PACKAGED AIR CONDITIONER WITH VANE AXIAL FAN
A package air conditioning unit includes a housing, a condenser portion including a condenser located in the housing and an evaporator portion located in the housing. The evaporator portion includes an evaporator in fluid communication with the condenser and a vane-axial flow fan rotatable about a fan axis to power airflow from a conditioned space, across the evaporator and back toward the conditioned space.
The subject matter disclosed herein relates to residential and commercial packaged air conditioner products. More specifically, the present disclosure relates to supply air fan systems for packaged air conditioner products.
A packaged air conditioner product typically includes a refrigeration circuit having a compressor, condenser and evaporator in fluid communication with each other and circulating a flow of refrigerant or cooling medium therethrough.

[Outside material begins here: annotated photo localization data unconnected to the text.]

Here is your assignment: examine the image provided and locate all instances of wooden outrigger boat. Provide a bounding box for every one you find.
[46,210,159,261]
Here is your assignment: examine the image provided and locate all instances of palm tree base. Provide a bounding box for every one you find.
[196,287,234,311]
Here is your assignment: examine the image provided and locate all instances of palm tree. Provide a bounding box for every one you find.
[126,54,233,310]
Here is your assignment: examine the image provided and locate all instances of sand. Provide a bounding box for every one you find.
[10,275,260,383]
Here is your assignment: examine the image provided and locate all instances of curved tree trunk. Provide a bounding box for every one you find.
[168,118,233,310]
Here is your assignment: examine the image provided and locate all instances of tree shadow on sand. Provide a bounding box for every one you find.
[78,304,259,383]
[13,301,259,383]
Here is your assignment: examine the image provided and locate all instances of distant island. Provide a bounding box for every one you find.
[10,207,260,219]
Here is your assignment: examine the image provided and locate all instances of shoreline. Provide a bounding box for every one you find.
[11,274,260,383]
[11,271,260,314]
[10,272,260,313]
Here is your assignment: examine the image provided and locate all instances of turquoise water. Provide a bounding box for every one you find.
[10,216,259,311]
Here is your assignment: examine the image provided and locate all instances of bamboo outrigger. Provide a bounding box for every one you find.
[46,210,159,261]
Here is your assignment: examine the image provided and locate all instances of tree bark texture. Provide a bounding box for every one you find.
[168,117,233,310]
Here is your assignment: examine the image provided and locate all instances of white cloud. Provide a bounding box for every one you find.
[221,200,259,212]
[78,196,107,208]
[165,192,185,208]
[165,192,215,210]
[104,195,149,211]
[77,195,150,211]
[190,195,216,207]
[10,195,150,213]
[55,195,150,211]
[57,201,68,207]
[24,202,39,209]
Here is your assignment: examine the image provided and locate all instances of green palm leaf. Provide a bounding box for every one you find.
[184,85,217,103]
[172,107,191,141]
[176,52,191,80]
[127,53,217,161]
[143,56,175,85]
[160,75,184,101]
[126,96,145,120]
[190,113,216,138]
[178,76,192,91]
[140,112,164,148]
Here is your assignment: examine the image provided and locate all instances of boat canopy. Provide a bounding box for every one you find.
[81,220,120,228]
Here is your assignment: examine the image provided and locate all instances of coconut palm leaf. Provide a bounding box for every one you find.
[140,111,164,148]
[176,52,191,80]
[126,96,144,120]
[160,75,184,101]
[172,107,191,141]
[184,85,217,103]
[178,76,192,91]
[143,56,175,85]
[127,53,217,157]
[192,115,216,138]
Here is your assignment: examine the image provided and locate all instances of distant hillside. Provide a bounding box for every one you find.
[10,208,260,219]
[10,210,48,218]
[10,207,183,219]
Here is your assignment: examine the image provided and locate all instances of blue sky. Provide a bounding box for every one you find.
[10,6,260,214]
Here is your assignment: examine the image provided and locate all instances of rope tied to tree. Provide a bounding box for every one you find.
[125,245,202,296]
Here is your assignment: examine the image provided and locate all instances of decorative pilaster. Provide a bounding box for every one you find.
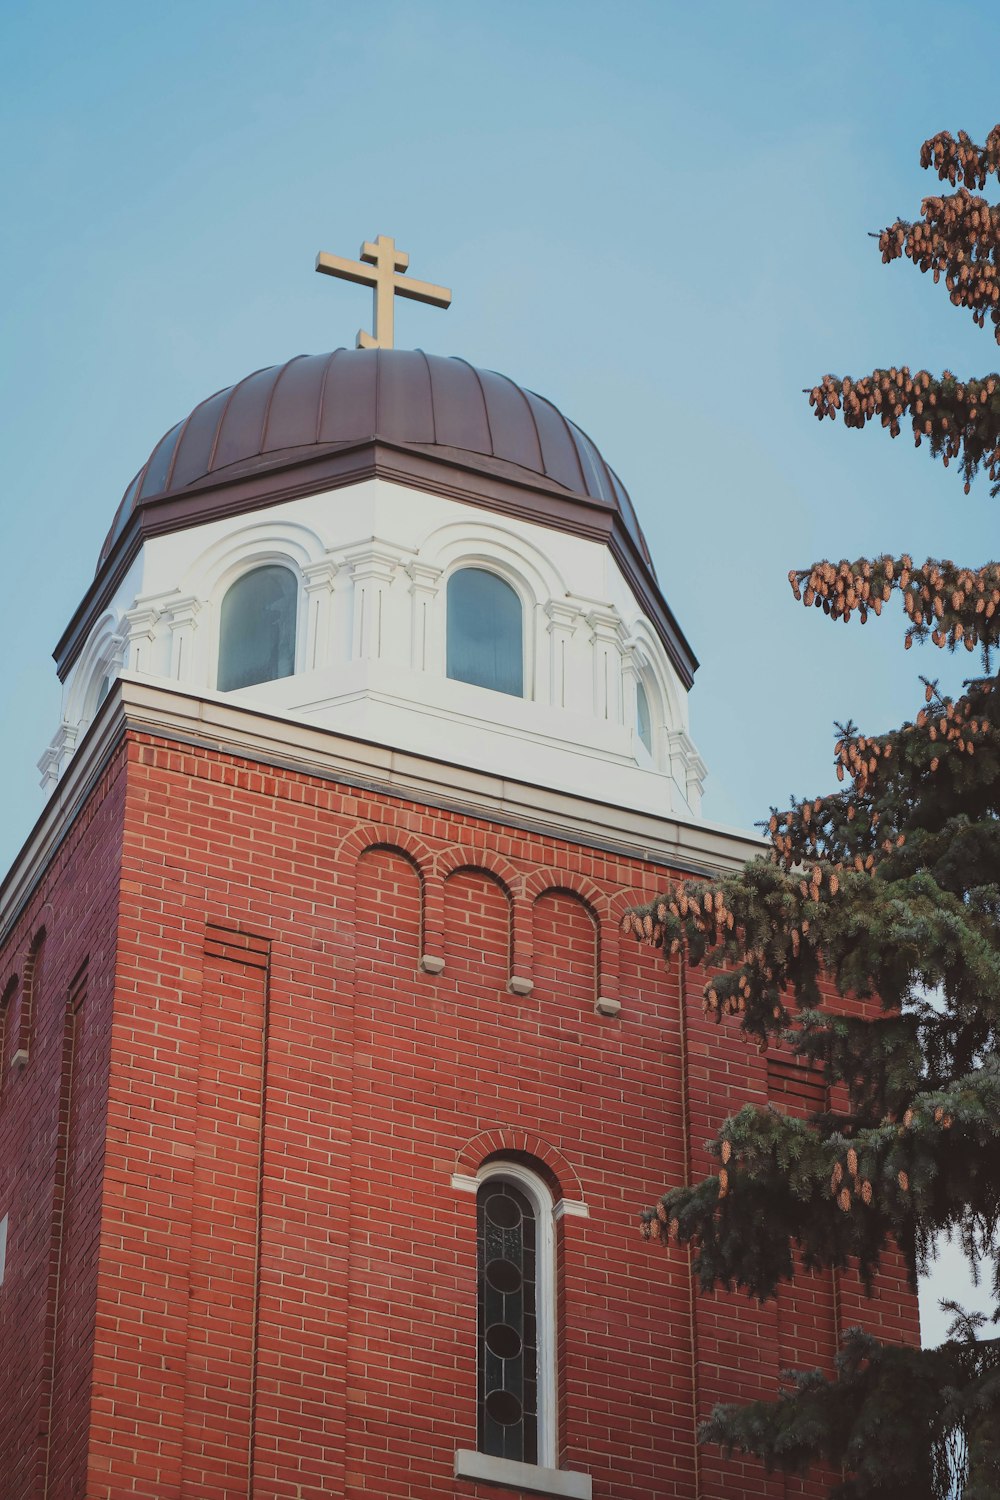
[344,544,404,662]
[544,601,581,710]
[121,603,162,676]
[586,608,628,724]
[161,596,202,682]
[620,644,641,736]
[667,729,707,814]
[38,727,76,793]
[103,629,129,685]
[406,561,444,672]
[300,557,340,672]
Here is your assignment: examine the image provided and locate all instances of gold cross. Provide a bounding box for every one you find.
[315,234,452,349]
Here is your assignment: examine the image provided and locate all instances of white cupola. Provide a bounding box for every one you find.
[43,349,706,817]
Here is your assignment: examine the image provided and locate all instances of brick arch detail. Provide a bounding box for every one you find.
[0,971,19,1012]
[437,846,522,986]
[335,821,435,876]
[519,871,615,1006]
[455,1128,585,1206]
[518,868,604,913]
[596,887,655,1008]
[434,844,519,892]
[337,822,442,975]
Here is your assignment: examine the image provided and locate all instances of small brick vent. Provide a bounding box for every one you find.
[767,1054,827,1117]
[204,924,270,970]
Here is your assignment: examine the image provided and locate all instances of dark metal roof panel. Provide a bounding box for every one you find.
[168,388,232,491]
[98,350,663,603]
[568,421,616,506]
[138,420,184,501]
[477,368,544,473]
[254,355,316,451]
[426,352,491,453]
[212,365,281,470]
[315,348,377,444]
[523,390,587,493]
[375,348,435,444]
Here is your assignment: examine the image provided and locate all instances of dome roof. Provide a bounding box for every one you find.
[60,349,696,689]
[98,349,655,574]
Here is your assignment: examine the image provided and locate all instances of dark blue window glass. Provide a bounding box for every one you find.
[477,1180,538,1463]
[218,565,297,692]
[447,569,523,697]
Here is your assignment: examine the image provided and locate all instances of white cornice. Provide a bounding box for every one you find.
[0,677,763,945]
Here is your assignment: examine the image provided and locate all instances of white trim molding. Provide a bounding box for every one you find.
[8,676,763,950]
[455,1450,592,1499]
[552,1197,589,1221]
[46,479,708,819]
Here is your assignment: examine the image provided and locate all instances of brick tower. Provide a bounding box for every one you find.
[0,335,918,1499]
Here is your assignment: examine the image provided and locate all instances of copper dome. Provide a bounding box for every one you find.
[61,350,696,687]
[99,349,654,572]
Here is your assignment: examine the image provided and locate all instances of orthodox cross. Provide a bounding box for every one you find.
[315,234,452,349]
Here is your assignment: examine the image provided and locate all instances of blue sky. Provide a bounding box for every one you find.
[1,1,998,1340]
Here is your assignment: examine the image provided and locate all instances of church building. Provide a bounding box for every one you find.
[0,240,918,1499]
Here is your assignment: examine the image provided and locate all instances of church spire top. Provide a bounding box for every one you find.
[315,234,452,350]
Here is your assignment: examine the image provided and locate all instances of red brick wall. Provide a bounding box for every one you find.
[0,748,126,1500]
[0,729,920,1499]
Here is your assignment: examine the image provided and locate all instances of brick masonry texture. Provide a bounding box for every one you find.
[0,730,920,1499]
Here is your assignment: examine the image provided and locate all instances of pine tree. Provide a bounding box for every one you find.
[628,127,1000,1499]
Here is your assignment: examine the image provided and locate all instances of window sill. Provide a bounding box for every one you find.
[454,1450,592,1499]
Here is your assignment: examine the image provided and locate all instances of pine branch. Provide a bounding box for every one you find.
[921,127,1000,190]
[640,1061,1000,1302]
[807,373,1000,494]
[790,555,1000,652]
[876,191,1000,341]
[632,126,1000,1495]
[767,673,1000,869]
[703,1326,1000,1500]
[626,857,1000,1052]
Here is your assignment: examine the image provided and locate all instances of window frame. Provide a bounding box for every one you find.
[215,561,301,694]
[635,675,653,757]
[445,564,529,700]
[475,1160,557,1469]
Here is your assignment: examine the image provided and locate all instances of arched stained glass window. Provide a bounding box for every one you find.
[636,678,653,754]
[218,565,297,692]
[477,1179,538,1463]
[447,569,523,697]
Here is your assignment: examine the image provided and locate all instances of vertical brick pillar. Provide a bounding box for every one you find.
[180,925,270,1498]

The components are typically located in a single housing, through which fresh air and/or return air from a conditioned space is circulated and a supply airflow of a selected temperature is output to the conditioned space. Such products are typically installed on a roof of a building, but may also be installed at other locations, such as on the ground.
Generally, the flow of supply air is powered thru the packaged air conditioner by a centrifugal fan, that is either housed or unhoused. Typically, with a centrifugal fan, airflow enters at the center of a fan wheel and turns through a right angle to exit the fan in a radial direction. The airflow is subjected to a centrifugal force resulting in an increase in its static pressure which in turn moves the airflow against the internal resistance within the product as well as external resistance of the ductwork leading to the conditioned space.
One complication of utilizing centrifugal fans in this application is that the centrifugal fans impart angular momentum to the airflow as the airflow exits the fan. The products generally require a wide range of flow rate as well as pressure rise that the fan must work against and an increase in airflow and/or the resistance requires an increase in fan speed. Changes in fan speed vary the amount of angular momentum at the exit of the fan thus varying the flow angle of the airflow leaving the fan. Such variations across the operating envelope of the product cause challenges to maintaining consistent performance across the same operating envelope. These flow angle variations lead to increased product cost due to the addition of air baffles to force a consistent flow angle and/or the added cost due to sub-optimized designs to address the worst case of the flow variations.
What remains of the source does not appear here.